Une telle déconvenue étant épuisante, rien de tel qu’une belle pause déjeuner pour se remonter le moral avant un enchaînement de trois films hauts en couleurs. D’abord Home Invasion de Graeme Arnfield, essai documentaire sur l’évolution des sonnettes de portes, et plus précisément des systèmes de surveillance y étant liés. Tout y est montré à travers un petit objectif de caméra reprenant celui de la marque Ring, dont le film retrace le parcours, que ce soit des images réelles diverses et variées (des livreurs qui balancent des colis, des gens qui les volent, une famille qui fuit une tornade, …) ou des images de films ou photos historiques. Graeme Arnfield tisse en effet une vaste toile autour de son sujet, le reliant tant au cinéma – à travers un retour sur un film de D.W. Griffith – qu’à la politique, pour mieux parler du rapport de la technologie aux systèmes de domination. Ce faisant, Home Invasion rejoint quelque peu Notes from Eremocene comme révélateur de terreurs d’aujourd’hui, notamment l’humain réduit à une donnée, en montrant toutefois qu’hier déjà des personnes ont lutté contre ; avec l’ironie du sort que, parfois, certaines innovations liées à des peurs ont, derrière, permis une autre forme de domination politique ou économique.

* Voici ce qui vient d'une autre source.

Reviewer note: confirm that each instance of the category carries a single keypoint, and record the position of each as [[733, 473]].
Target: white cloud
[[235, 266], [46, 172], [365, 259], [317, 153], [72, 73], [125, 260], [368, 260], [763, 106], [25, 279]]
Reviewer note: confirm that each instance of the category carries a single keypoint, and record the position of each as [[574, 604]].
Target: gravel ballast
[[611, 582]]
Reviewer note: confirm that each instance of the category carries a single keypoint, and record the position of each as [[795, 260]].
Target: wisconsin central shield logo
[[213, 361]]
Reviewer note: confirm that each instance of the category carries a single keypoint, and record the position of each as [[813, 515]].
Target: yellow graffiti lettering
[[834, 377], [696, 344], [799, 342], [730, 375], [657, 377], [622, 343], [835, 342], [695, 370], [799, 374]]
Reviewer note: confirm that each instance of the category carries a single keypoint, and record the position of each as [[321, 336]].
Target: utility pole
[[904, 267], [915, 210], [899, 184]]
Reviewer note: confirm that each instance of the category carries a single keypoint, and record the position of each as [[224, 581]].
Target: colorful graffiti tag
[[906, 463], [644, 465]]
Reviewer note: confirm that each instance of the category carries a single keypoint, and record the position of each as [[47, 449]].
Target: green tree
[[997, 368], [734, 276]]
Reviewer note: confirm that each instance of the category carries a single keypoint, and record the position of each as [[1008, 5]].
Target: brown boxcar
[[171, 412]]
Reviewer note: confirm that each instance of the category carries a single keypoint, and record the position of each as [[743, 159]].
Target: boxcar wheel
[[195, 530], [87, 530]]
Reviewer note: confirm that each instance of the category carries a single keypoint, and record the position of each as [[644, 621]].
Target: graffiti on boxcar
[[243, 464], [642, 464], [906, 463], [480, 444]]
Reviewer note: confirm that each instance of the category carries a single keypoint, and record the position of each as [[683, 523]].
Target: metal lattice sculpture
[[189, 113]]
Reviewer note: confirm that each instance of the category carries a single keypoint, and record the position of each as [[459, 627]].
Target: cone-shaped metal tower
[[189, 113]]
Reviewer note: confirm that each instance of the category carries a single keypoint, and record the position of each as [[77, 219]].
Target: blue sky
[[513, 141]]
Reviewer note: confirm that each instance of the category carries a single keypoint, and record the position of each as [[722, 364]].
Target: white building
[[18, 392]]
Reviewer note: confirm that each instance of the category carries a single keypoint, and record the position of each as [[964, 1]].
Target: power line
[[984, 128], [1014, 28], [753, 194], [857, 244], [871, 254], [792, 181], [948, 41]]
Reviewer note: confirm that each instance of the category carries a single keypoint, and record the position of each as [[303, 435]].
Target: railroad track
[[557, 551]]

Rien de tel pour se remettre de telles émotions qu’en chercher de plus intenses encore, du côté du Infinity Pool de Brandon Cronenberg. Il y est question d’un écrivain raté en vacances avec sa femme sur une île où la pauvreté règne. Un jour, il rencontre une de ses rares admiratrices qui le fait rentrer dans le monde des gens aisés qui viennent se relaxer sur ce faux paradis pour jouir de leur sentiment de pouvoir. Passé une exposition laborieuse voire agaçante – entre caméra qui fait des loopings comme du Gaspar Noé low cost et une scène « expérimentale » exaspérante à base de montage frénétique et néons –, Cronenberg trouve son ton le temps d’une grosse demie-heure où la satire à la Bunuel fonctionne du feu de Dieu – la soirée piège suivie de l’errance sur la route sont deux sommets d’humour grinçant –, grâce à une Mia Goth au surjeu délirant et – littéralement – jouissif. Dommage qu’Infinity Pool retombe dans la facilité avec un climax attendu et une conclusion paresseuse donnant l’impression d’un film qui fait beaucoup de bruit pour pas grand chose. Brandon Cronenberg a une vision, c’est indéniable, mais l’ensemble reste encore trop flou pour vraiment séduire.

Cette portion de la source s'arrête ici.